The Queensland agricultural calendar will continue its cycles regardless of what happens in the digital world. The cane will grow and be cut. The cattle will be mustered and sold. The sorghum will be planted in the September heat and harvested before the summer storms close in. The mangoes will ripen in their narrow window. The strawberries will run from June through to October on the Sunshine Coast hinterland, and the winter vegetables will move south from Bowen’s plains as the seasons turn.

None of this requires a digital address to happen. Agriculture preceded the internet by several thousand years, and it will outlast whatever comes after the current web era. But the communities that sustain this agricultural calendar — the families, the institutions, the cooperatives, the show societies, the grower bodies, the rural service centres — exist in an age where digital presence is no longer optional.

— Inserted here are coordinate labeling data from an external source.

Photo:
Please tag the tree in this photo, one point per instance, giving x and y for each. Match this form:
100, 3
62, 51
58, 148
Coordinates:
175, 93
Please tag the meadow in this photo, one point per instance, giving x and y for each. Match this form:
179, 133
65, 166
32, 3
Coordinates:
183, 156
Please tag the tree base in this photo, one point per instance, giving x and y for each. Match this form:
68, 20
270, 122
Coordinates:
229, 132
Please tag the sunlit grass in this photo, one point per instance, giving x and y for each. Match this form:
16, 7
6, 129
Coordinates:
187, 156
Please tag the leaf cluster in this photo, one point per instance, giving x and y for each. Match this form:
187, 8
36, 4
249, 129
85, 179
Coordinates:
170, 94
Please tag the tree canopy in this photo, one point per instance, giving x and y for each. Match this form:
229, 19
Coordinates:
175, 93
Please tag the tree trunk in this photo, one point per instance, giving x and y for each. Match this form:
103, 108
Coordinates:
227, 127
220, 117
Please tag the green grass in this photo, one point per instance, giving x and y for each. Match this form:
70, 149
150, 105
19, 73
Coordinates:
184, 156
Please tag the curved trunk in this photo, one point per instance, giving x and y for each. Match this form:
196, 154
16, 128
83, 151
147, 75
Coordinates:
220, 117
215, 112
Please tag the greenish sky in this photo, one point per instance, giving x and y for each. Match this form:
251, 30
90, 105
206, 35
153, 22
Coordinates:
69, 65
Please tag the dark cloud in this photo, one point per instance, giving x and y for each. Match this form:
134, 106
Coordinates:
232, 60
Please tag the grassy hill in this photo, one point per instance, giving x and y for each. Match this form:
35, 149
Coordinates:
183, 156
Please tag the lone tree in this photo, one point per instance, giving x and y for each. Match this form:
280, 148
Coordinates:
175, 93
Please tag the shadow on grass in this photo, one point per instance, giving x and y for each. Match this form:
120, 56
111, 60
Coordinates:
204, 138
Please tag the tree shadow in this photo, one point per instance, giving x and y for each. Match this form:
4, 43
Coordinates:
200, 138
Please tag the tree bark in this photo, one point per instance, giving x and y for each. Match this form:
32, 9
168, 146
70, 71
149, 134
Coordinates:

The question is not whether to have a digital presence. The question is whether that presence is as permanent as the identity it represents.

Queensland’s agricultural identity is permanent. It is inscribed in soil types and rainfall patterns and seasonal rhythms that have operated since long before European settlement, and that will continue operating long after any particular generation has passed. The digital infrastructure that represents that identity should, as far as possible, share the same quality: a stable, geographically-rooted address that does not expire with the next renewal cycle, that does not disappear when a registrar changes business models, that does not become unrecognisable when a generic domain is repurchased by a marketing company.

The calendar knows no impermanence. The address should know none either.